The Minox 35GT: a small, light camera, perfect for travel

I just hate being weighed down by camera gear when walking around, a feeling I’m sure many of you share. That’s why I decided to bring along the smallest pocket camera of its generation (according to the ads from the 1980’s): a Minox 35GT. And I have to say that it keeps its promise of compactness, certainly when compared to other cameras that I own.

It settles in the hollow of my hand during the afternoon, and it is still there when night falls. I’m reminded of it when I see an interesting subject, and then I totally forget about it. It might be the only camera in my collection with an in-built meter; no need to carry my old Lunasix to measure light.

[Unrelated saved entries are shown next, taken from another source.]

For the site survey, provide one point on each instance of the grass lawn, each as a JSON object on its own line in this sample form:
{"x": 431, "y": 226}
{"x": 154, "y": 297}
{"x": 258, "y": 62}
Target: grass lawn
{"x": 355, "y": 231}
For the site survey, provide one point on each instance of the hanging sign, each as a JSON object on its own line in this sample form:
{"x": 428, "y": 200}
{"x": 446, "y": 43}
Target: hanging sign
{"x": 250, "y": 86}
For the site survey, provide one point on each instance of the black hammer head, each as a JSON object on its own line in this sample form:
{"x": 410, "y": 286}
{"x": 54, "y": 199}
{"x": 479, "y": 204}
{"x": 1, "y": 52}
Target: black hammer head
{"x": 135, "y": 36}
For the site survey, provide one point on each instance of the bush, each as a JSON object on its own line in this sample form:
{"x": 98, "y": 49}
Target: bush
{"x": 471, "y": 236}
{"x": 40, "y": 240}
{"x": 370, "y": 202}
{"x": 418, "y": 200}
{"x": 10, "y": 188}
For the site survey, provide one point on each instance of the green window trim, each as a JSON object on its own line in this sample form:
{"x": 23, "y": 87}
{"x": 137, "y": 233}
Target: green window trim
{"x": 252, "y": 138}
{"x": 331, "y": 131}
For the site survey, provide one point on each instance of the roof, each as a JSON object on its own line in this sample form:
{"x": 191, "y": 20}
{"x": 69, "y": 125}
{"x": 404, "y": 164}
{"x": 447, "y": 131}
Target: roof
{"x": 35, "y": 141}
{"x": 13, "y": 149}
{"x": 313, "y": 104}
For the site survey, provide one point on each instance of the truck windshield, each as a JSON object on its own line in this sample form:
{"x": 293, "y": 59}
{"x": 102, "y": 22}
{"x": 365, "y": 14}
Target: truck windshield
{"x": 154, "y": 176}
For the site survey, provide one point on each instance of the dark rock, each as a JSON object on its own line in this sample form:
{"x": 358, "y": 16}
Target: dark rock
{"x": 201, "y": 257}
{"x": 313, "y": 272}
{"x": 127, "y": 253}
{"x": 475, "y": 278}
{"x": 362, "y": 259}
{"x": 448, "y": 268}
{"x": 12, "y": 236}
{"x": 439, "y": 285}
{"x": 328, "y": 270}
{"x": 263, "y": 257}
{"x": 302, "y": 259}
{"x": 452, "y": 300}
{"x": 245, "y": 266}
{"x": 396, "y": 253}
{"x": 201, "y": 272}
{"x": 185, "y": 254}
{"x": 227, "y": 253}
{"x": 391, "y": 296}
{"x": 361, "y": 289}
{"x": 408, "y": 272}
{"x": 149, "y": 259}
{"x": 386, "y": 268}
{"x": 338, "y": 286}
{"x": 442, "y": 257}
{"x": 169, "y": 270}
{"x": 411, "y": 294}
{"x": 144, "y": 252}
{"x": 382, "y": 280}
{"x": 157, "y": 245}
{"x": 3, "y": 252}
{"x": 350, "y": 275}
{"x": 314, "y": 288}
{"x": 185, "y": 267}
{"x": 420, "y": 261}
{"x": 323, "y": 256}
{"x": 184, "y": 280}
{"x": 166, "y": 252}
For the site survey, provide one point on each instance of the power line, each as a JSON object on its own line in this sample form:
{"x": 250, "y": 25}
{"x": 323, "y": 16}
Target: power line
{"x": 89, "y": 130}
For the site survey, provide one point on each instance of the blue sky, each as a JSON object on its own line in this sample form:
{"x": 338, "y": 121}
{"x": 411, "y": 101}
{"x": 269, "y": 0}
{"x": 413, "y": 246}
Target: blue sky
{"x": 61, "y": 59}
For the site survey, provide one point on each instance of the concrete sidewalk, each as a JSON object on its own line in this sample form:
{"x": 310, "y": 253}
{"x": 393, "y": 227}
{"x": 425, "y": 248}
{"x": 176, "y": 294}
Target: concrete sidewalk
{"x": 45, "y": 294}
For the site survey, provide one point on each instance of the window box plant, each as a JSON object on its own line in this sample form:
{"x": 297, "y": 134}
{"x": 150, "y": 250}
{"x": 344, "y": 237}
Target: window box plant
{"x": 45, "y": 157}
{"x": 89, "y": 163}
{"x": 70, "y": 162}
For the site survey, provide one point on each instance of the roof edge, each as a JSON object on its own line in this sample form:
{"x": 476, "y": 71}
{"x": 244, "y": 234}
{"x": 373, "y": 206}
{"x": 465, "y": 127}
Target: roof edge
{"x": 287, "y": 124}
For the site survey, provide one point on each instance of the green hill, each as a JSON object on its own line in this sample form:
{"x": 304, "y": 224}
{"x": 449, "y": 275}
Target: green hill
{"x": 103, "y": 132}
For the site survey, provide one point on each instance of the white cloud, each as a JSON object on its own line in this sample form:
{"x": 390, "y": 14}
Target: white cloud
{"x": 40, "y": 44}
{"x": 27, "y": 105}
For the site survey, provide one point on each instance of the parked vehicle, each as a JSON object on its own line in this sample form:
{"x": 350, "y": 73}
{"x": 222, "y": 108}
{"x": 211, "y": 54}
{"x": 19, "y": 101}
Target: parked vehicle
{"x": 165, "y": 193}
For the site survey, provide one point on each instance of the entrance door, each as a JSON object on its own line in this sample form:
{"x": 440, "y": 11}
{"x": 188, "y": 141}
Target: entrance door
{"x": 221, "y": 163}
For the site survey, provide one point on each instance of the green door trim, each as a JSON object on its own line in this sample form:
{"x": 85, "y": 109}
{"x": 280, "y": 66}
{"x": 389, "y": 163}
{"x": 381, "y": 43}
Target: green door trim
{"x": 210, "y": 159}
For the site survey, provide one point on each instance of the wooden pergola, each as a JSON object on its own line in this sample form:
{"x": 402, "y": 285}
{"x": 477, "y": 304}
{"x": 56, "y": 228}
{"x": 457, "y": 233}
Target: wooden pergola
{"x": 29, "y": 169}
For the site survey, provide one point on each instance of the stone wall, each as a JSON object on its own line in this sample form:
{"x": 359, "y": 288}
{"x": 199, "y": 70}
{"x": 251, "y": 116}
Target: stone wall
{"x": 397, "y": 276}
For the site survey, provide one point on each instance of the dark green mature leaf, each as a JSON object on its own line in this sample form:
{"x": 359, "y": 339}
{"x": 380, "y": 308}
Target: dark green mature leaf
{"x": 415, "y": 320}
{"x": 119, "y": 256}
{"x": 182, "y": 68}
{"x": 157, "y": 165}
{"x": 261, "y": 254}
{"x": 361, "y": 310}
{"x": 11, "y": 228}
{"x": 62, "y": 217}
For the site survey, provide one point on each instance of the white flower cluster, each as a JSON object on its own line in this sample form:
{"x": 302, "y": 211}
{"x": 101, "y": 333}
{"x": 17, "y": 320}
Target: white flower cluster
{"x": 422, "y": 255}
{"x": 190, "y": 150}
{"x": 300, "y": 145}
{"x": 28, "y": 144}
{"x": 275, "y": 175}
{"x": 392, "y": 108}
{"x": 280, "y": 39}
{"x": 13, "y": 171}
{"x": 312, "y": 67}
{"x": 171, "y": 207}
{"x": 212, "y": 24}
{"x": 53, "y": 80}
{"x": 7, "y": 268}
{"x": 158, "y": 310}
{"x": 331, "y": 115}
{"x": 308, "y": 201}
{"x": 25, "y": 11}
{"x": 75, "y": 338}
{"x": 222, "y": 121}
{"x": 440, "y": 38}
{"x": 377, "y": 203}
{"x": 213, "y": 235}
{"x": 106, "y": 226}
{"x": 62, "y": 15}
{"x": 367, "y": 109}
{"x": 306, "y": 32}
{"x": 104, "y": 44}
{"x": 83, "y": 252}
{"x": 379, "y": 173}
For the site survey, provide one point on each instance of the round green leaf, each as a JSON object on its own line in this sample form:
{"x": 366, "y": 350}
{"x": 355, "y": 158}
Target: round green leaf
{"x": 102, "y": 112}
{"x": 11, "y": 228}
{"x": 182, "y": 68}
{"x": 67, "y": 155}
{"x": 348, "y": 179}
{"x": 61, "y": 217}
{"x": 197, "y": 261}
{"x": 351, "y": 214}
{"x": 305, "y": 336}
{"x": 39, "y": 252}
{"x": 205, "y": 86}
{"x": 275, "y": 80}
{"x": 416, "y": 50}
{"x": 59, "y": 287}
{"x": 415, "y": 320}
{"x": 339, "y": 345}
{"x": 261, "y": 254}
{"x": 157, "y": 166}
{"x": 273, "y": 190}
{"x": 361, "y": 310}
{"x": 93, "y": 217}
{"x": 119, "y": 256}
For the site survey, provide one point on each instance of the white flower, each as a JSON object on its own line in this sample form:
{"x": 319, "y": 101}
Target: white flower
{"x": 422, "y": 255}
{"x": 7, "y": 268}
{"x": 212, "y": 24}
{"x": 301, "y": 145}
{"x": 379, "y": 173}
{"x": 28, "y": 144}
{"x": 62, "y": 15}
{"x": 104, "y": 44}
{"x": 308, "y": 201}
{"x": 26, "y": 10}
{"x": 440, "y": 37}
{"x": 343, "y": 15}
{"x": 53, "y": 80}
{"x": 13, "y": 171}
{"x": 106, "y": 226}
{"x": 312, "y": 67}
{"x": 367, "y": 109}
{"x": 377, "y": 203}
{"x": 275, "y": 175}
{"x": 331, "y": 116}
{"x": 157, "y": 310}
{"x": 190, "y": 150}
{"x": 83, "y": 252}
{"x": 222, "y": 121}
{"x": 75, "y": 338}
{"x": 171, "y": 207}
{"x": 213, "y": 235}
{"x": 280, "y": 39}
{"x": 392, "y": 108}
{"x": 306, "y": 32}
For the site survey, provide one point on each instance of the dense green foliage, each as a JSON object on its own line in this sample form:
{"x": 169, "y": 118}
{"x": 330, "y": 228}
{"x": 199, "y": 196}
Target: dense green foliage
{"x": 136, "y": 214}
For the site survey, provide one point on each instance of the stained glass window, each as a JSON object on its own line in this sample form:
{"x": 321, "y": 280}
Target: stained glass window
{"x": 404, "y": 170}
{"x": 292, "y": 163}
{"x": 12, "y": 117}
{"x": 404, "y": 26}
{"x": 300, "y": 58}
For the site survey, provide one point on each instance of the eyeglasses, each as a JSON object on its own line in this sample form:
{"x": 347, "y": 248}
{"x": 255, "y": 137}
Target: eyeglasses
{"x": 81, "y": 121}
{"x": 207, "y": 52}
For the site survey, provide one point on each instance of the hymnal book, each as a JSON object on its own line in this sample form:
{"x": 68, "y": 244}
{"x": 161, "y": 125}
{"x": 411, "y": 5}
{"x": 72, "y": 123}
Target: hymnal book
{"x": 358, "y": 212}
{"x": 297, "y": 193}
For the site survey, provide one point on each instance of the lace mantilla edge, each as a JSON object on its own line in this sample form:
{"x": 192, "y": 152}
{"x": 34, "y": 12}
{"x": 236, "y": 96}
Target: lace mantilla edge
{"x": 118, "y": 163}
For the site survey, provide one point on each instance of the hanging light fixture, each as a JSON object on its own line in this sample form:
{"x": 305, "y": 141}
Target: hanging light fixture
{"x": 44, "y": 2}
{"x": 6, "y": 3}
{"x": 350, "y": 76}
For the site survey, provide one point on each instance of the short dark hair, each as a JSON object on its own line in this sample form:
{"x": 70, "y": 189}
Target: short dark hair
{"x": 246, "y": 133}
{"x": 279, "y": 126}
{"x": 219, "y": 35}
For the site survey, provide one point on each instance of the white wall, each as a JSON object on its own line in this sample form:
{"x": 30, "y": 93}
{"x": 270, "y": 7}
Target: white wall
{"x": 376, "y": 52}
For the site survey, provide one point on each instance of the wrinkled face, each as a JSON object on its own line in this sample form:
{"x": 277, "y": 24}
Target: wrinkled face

How to be a versatile photographer

The Minox 35GT is really well made and is very pocketable. In my opinion, the 35mm focal length of its Color-Minotar lens is ideal for street photography, some landscape photography, and travel photography in general. The lens is lovely and has a special rendering quality, producing contrasty pictures that are sufficiently sharp. I feel that the Minox has a distinct photographic signature. Some people say that it delivers really saturated colors but I can’t comment, since I’m a black-and-white shooter.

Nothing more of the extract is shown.